Creating Price Controls and Rationing
"There was an enormous opportunity for expanding output as distinct from raising prices. In the war years, consumption of consumer goods doubled. Never in the history of human conflict has there been so much talk of sacrifice and so little sacrifice. ... The war... had almost unanimous support from the people. There was a strong objection to people who tried to circumvent controls. There was a black market, but it was small. There were troublesome moments in the case of meat, but there was a great deal of obloquy attached to illegal behavior." (Terkel, p. 323)
Terkel's interviewees mainly discussed other, broader issues about the war, but a few mentioned rationing and how their communities dealt with it. For example, he interviewed a woman named Sheril Cunning, who was seven years old when the war started, and was living in Long Beach, California.
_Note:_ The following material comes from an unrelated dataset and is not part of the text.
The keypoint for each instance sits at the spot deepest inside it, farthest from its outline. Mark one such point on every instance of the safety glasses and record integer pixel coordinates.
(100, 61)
She said:
"My mother and all the neighbors would get together around the dining-room table, and they'd be changing a sugar coupon for a bread or a meat coupon. It was like a giant Monopoly game. It was quite exciting to have all the neighbors over and have this trading and bargaining. It was like the New York Stock Exchange." (Terkel, p. 238)
|The text on this War Ration Book warns against trading coupons!|
Another woman, Georgia Gleason of Seneca, Illinois, described working in a restaurant that fed 900 to 1200 factory workers. Her view was;
"What bothered most people about the war was the rationing. They couldn't have everything they wanted. But they all survived it. It was fun, being young, with all that excitement." (Terkel, p. 311)
What did rich people do?
"The food-shop people these days are so bent on showing new substitutes for practically everything on earth that they hardly give you a chance to keep up your acquaintance with old standbys, even though many of these seem to be holding out nicely. Wartime pâtés de foie gras, for example, are all right for what they are, and their makers can be congratulated for showing such resourcefulness, but that's not saying a wartime pâté will do any more for a dry Martini than a bit of anytime smoked trout."
Hibben continues this article with a number of recommendations for merchants in New York that were offering high-quality smoked fish. I don't need to belabor the point about how different this is than the things I've read giving advice to ordinary housewives!
Here's Hibben's advice about entertaining despite rationing: her column from June 12, 1943, subtitled "Doing Nicely" --
"Now that the panic about running short of ration points is over, most people are realizing that, by making a few adjustments it still is quite feasible to entertain in a modest way. Mussels may have to be substituted for roast beef and duckling for a leg of lamb, but for those who prefer a little butter in the company of good friends to more butter all by themselves, rationing and guests can be made to go together quite nicely. The fact is, and we might as well face it, that hostesses who use rationing as an excuse for not inviting us to dinner probably weren't going to invite us to dinner anyway."
A long discussion of how to supply one’s dinner guests with a variety of mixed drinks, such as the julep, then follows. Hibben mentiones that "stocks of bourbon are running mighty low and… getting hold of a drinkable gin has been a chore for some time." Oh, the problems of rich people! I found these little vignettes a fascinating contrast to the challenges to the common people who just wished they could make a Sunday roast and bake a cake the way their mothers had done. Not to mention those who were even more unfortunate — such as the young American soldiers going to war, the Europeans and Asians whose homes had become battle grounds, and the victims of Nazi persecution and death camps.